Estoy sentada en un banco del parque. No estoy pensando en nada en concreto, los días oscuros vuelan lejos como paños de seda, acariciando cicatrices de heridas que creía incurables. Nada será para siempre, nada se irá para siempre. El pequeño secreto de un pintor es un lienzo blanco, que va coloreándose con trazos de distintos pinceles.
A mi espalda tengo un castillo que se levanta hacia un cielo en el que hay un dragón. Los ladrillos son firmes, las formas sublimes. Sin embargo, el dragón se sostiene en el aire con las alas desplegadas por completo, y rompe toda la serenidad del paisaje.
En frente mía hay un gran agujero en el suelo, donde niños pequeños juegan y se empujan entre ellos. Han decidido rascar en el tronco de mi árbol de carencias, pero no comprendo sus motivos. Si me arañan la piel, mi sangre será la misma en heridas diferentes.
Apoyo la barbilla en el banco, acaricio las tablas. Yo también quiero hurgar en mis heridas, pero la sangre me da miedo. Tengo miedo de regresar al hotel donde clasifico a la gente según va entrando o saliendo de mi vida. A él puedo volver herida o sin un rasguño, pero sé que hay muchas cosas que han cambiado en muy poco tiempo, y no he estado supervisando esos cambios. Sé que en uno de los cajones de una habitación tengo guardadas cosas que alguna persona se olvidó al marcharse para siempre, más cosas que recuerdos. Y muchas habitaciones están ocupadas con recuerdos, y sin sitio para nadie más.
El camino desde el parque al hotel no se me hace tan largo, he ido pensando en mis cosas. Ahora entro por las puertas de cristal, y lo primero que veo es la recepción. Una recepción mucho más grande que la que hubo hace un tiempo atrás. El ambiente es más frío, más sobrio. Ya no entra tanta luz por las ventanas. A la izquierda están las escaleras, inundadas de agua. Hilos de agua resbalan formando pequeñas cascadas en los escalones.

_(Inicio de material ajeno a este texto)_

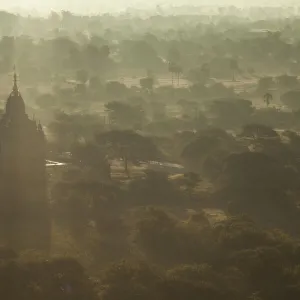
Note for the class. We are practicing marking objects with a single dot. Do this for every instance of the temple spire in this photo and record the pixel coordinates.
(15, 87)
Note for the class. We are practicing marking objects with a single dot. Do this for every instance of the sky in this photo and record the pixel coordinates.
(90, 6)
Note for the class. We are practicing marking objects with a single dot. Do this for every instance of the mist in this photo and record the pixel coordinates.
(149, 150)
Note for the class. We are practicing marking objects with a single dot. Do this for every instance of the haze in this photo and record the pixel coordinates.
(92, 6)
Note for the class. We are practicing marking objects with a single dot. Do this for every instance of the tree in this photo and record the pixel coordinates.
(147, 84)
(234, 66)
(129, 146)
(82, 76)
(172, 69)
(291, 99)
(265, 84)
(116, 90)
(268, 98)
(191, 181)
(287, 82)
(256, 131)
(125, 115)
(46, 101)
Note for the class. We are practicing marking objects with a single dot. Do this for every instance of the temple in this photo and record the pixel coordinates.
(24, 213)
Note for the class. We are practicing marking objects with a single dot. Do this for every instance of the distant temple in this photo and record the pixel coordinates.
(24, 213)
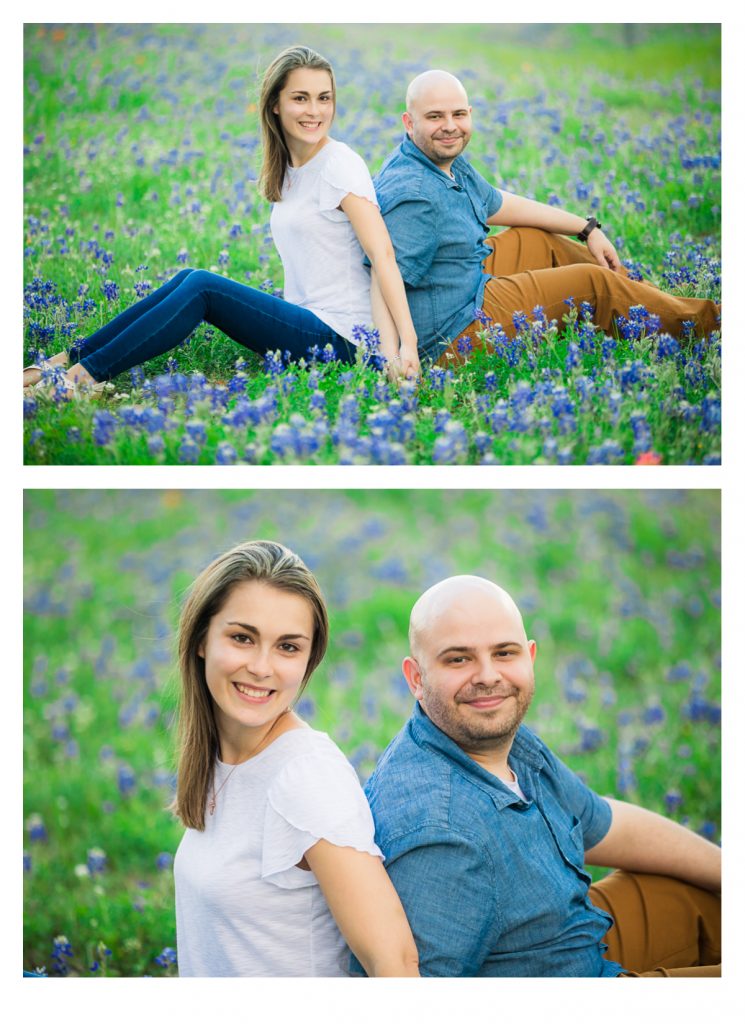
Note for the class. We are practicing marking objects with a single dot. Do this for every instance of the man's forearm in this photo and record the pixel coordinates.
(517, 211)
(642, 841)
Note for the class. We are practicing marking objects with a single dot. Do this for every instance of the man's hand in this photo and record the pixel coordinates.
(404, 365)
(602, 250)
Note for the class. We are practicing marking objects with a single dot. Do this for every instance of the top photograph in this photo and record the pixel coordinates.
(371, 244)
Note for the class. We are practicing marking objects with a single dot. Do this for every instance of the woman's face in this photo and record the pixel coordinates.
(305, 105)
(256, 652)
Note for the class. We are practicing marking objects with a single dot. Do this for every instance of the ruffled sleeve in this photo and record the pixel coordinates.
(313, 797)
(345, 172)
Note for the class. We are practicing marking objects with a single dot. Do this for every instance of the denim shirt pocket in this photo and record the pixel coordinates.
(573, 847)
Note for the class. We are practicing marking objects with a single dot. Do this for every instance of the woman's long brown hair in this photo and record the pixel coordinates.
(274, 150)
(263, 561)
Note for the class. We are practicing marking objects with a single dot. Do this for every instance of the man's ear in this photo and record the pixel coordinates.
(412, 676)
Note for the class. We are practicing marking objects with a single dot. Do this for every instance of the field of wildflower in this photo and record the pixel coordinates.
(620, 590)
(141, 153)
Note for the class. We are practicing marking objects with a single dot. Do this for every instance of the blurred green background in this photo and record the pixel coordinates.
(619, 588)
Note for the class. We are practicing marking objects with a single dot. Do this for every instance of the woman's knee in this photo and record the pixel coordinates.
(198, 280)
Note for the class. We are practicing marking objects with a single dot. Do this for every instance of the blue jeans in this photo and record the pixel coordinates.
(168, 315)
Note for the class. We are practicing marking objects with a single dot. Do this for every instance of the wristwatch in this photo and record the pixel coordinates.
(589, 226)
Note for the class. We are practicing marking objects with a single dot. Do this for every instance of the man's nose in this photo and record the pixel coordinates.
(487, 671)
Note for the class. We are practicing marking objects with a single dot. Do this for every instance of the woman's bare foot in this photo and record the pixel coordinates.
(32, 375)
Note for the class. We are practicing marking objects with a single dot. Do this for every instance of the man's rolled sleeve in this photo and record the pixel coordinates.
(447, 887)
(592, 810)
(410, 223)
(494, 202)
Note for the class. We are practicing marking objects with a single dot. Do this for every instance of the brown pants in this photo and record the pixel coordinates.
(532, 267)
(663, 928)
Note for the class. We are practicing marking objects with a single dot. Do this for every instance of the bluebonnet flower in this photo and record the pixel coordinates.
(96, 860)
(156, 444)
(104, 424)
(225, 454)
(36, 828)
(126, 780)
(451, 445)
(61, 953)
(188, 451)
(111, 290)
(196, 431)
(673, 800)
(167, 957)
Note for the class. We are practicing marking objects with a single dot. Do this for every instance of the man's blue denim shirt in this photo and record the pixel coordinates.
(437, 224)
(491, 886)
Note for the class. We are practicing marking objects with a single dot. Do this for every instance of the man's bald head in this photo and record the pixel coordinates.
(471, 666)
(438, 117)
(451, 597)
(431, 84)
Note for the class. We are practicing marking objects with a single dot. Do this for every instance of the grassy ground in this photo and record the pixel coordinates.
(620, 590)
(141, 156)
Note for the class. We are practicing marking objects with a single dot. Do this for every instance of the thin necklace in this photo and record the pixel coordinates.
(213, 802)
(262, 744)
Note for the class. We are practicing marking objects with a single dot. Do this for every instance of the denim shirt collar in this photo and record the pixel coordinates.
(410, 150)
(525, 753)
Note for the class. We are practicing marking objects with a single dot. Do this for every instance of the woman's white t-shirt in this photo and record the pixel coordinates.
(243, 906)
(321, 256)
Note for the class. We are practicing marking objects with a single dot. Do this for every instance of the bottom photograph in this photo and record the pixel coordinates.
(371, 733)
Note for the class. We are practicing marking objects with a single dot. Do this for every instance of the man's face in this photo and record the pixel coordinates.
(439, 122)
(472, 670)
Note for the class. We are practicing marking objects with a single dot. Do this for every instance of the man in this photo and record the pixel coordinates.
(438, 211)
(486, 833)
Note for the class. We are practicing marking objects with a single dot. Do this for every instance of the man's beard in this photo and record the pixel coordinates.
(480, 728)
(429, 147)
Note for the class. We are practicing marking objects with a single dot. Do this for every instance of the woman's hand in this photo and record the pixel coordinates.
(405, 365)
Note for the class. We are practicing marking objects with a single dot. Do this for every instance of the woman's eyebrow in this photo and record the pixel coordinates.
(257, 632)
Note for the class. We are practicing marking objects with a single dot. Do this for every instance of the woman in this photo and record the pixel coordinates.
(277, 871)
(324, 215)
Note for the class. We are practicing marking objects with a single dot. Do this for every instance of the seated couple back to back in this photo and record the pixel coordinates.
(468, 857)
(409, 255)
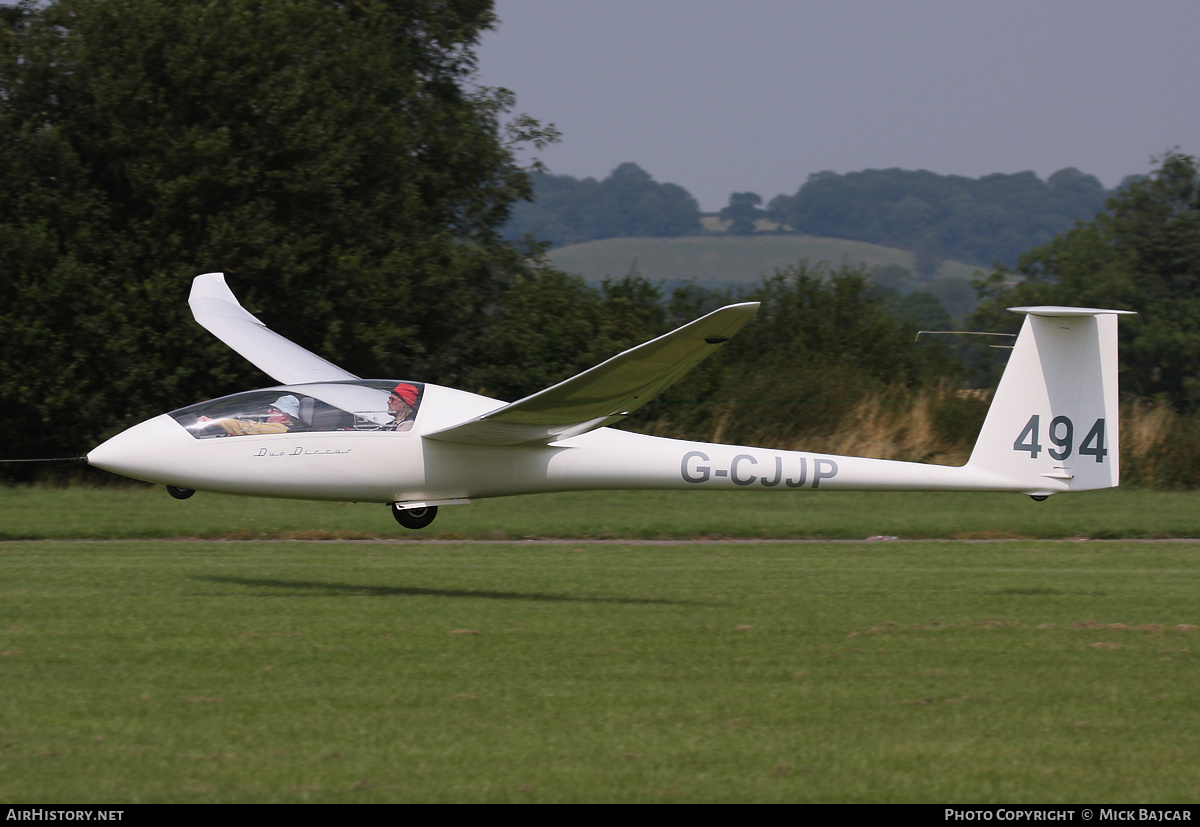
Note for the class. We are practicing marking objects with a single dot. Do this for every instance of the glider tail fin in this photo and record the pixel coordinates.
(1053, 423)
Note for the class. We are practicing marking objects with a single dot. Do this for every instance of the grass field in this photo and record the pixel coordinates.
(168, 671)
(147, 511)
(185, 670)
(720, 261)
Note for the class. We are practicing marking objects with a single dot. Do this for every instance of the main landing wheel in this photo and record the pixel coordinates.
(414, 517)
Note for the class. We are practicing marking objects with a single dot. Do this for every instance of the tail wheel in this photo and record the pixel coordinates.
(414, 517)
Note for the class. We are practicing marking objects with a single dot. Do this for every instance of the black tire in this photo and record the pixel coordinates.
(414, 517)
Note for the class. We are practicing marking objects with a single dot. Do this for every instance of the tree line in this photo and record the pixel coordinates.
(337, 162)
(979, 221)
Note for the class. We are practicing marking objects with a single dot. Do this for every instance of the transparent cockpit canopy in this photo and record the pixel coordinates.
(360, 405)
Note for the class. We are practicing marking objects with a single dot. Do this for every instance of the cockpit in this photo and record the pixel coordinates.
(361, 405)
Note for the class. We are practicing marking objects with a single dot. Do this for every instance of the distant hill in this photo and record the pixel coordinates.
(725, 262)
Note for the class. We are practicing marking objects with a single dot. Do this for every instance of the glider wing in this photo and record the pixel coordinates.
(606, 393)
(217, 311)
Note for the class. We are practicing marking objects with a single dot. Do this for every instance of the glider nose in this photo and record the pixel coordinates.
(144, 451)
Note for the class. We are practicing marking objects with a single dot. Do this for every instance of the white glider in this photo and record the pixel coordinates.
(324, 433)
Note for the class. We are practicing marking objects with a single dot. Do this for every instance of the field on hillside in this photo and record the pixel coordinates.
(721, 262)
(359, 671)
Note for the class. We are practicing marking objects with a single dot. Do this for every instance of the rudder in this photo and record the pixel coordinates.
(1053, 424)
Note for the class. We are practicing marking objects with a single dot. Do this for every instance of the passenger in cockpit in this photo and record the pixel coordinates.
(402, 405)
(282, 415)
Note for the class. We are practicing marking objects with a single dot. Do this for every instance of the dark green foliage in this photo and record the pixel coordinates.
(553, 325)
(1141, 253)
(919, 310)
(627, 204)
(991, 219)
(331, 157)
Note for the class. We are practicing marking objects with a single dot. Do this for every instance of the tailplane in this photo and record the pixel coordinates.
(1053, 424)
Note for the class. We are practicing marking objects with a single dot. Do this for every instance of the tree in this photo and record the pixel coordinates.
(333, 157)
(627, 204)
(1143, 253)
(744, 209)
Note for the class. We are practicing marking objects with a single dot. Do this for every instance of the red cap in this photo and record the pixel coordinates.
(407, 393)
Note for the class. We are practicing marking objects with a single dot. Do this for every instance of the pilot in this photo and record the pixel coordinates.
(282, 415)
(402, 405)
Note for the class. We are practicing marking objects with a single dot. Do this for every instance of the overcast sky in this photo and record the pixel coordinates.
(755, 95)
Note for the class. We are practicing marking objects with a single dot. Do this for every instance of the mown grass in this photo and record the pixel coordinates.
(147, 511)
(171, 671)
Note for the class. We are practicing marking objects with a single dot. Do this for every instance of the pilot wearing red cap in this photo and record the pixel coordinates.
(402, 405)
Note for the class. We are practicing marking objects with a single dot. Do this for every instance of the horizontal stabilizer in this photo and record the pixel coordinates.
(219, 311)
(607, 391)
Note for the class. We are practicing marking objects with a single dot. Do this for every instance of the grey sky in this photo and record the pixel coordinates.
(755, 95)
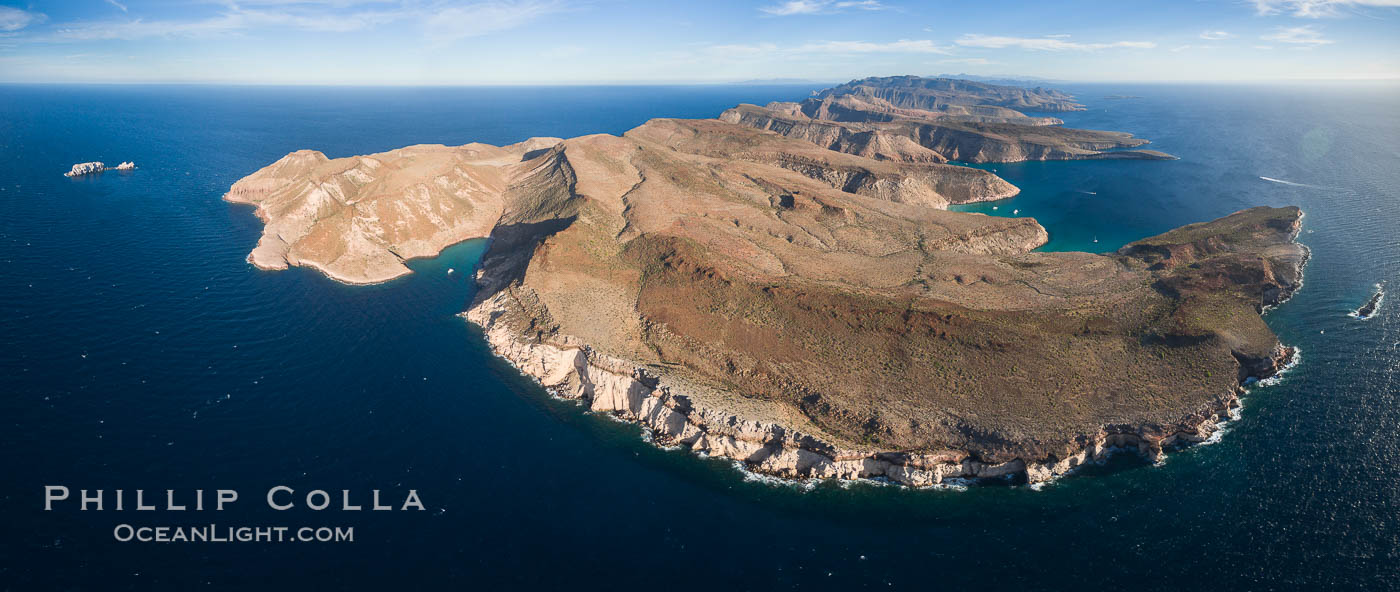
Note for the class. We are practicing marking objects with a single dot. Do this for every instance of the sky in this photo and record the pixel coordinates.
(431, 42)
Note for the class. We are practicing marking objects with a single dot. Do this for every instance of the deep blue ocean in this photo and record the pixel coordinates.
(139, 350)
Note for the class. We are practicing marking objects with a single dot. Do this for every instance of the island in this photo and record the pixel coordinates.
(88, 168)
(784, 286)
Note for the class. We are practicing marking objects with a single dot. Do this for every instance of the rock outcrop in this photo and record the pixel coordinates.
(910, 119)
(807, 311)
(88, 168)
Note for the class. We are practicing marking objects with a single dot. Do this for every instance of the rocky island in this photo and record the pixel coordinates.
(88, 168)
(784, 286)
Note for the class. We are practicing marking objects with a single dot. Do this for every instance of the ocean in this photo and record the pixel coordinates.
(139, 350)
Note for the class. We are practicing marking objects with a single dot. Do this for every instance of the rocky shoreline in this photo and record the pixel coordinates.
(807, 305)
(671, 417)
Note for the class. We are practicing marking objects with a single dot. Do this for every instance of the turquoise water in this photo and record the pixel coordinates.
(140, 350)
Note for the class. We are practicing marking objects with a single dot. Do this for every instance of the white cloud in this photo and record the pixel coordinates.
(864, 46)
(16, 18)
(440, 21)
(833, 48)
(480, 18)
(1046, 44)
(1318, 9)
(1298, 35)
(791, 7)
(968, 60)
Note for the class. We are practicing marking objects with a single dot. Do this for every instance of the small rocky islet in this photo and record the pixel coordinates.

De repente recuerdo un sueño que tuve, donde morían ahogadas muchas de las personas a las que aprecio. Recuerdo que extendí la mano en el agua profunda, y rescaté a un simple gato blanco. Salí de la cueva con las manos vacías, porque el gato huyó de mí, por lo que regresé a por las personas que sabía que estaban en peligro. Poco a poco me extendían sus manos frías, insensibles. Todas las personas estaban muertas, y no quise salir de allí.
Con un sentimiento de melancolía inexplicable, me decido a subir los escalones mojados. Estoy descalza, y el agua helada entre los dedos me hace dudar. A medida que avanzo todo está más oscuro. Mi hotel se está inundando, ahora estoy en el primer piso y el agua ya me llega a los tobillos. Tengo miedo, todo se parece mucho a aquel sueño. La recepción está completamente hundida, los papeles están suspendidos en el agua, por todas partes. Tengo la opción de buscar el motivo de la inundación, y destruirlo, pero prefiero contemplar la experiencia ahora que la vivo, por mucho miedo que pueda tenerle.